SWEN-250

C Activity

Word Count

Overview

One of the most simple but useful utilities on Unix/ Linux is the word count ( wc )program. This program simply reads one or more files and prints the number of lines, words, and characters found in each file. Without any command line arguments, wc reads its text from standard input. For example, here's a run of wc on the DarkAndStormyNight.txt file we'll be using in this activity :

bash-3.2$ wc < DarkAndStormyNight.txt
 11  64 375


This shows that the file has 11 lines, 64 words, and 375 characters.
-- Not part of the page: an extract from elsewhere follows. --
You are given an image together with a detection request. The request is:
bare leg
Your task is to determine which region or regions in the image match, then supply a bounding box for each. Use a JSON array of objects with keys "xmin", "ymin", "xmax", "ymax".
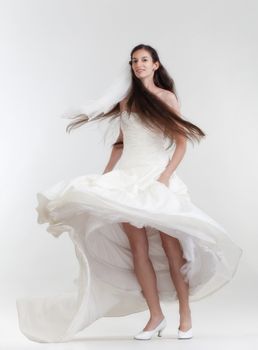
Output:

Your task for this activity is to exactly duplicate the behavior of wc shown above.

Setup

  1. Create a new directory in your repository called CWordCount .
  2. Using wget to download the ritwc.zip file to this directory and unpack it. In the browser right click on the zip link to copy the link. Then use wget in the hamilton window to get the zip file (right click in the hamilton window to paste the URL for the zip file). You should see two files, DarkAndStormyNight.txt and ritwc.c .

The Activity

  1. Edit the ritwc.c file and fill in the body of the main program with code to duplicate the functionality of wc . See the next section for some hints.
  2. On hamilton , compile your program using the GNU C Compiler ( gcc ) as follows:
        gcc -o ritwc ritwc.c
  3. When you get a clean compile, the executable program will be named ritwc (that's what the -o (output) option is for). To test your program, execute the following commands:
        wc < DarkAndStormyNight.txt
        ./ritwc < DarkAndStormyNight.txt
  4. The first line runs the standard wc command so you can see what's expected. The second runs your program; the ./ forces the command language interpreter ( bash , or the Bourne-Again Shell ) to look in the current directory rather than the directories for standard system commands.
  5. In step 3 above your output must exactly match the output of the Linux wc utility.

Submission

Submit your source file ritwc.c and updated ActivityJournal.txt in a directory named CWordCount to your Git repo.

Grading Criteria

To receive full credit for this activity you do the following:

  1. Submit your work in a correctly named directory. This must be one of the top level directories in your repository.
  2. Use the exact filenames for both files: ritwc.c and ActivityJournal.txt.
  3. The program must compile without any warnings.
  4. The program must compile exactly as shown in Step 2 of the activity.
    • You cannot use any other options.
    • Do not use the -std=c99 option.
  5. The output must match the expected output including the exact formatting.
  6. Use good software style including consistent indentation and appropriate variable names.
  7. Use a reasonable amount of comments describing the purpose of each section of code.
  8. Complete the Activity Journal including the time estimate, plan, actual time, and observations.

Hints & Suggestions

  1. What's in a word? More specifically, what is a word to wc ? A word is a sequence of non-whitespace characters terminated by a whitespace character or end-of-file. Whitespace characters include the obvious "space" itself, along with tabs, carriage-return, line-feed and some other control characters. The following, from the sample file, has 2 lines, 14 words, and 67 characters:

    It was a dark and stormy night;
    the rain fell in torrents - except


    The words are (quoted): 'It' , 'was' , 'a' , 'dark' , 'and' , 'stormy' , 'night;' , 'the' , 'rain' , 'fell' , 'in' , 'torrents' , '-' , and 'except' .
  2. Note that (a) an empty line, or one with only spaces, has no words on it, and (b) a line containing words may begin with whitespace characters which are simply ignored.
  3. Peruse on-line documentation for the three libraries referenced via the #include directives: stdlib.h , stdio.h and ctype.h . Some of these library functions will make your life easier. In particular, there is one that makes it trivial to tell whether or not a character is whitespace.
  4. Note that getchar ( ) returns an int , not a char ; this is important as EOF is actually a negative number (which cannot be the code for a legal ASCII character).

(*)  This file has the first sentence from Edward Bulwer-Lytton's excruciatingly bad 1830 novel Paul Clifford. Its fame stems from Charles Schulz's comic  Peanuts, and the many strips where Snoopy is writing a novel that starts "It was a dark and stormy night." It is also the inspiration for the annual Bulwer-Lytton Fiction Contest, sponsored by the English Department at San Jose State , a competition to create the worst opening sentence for a novel.

Snoopy - Dark & Stormy Night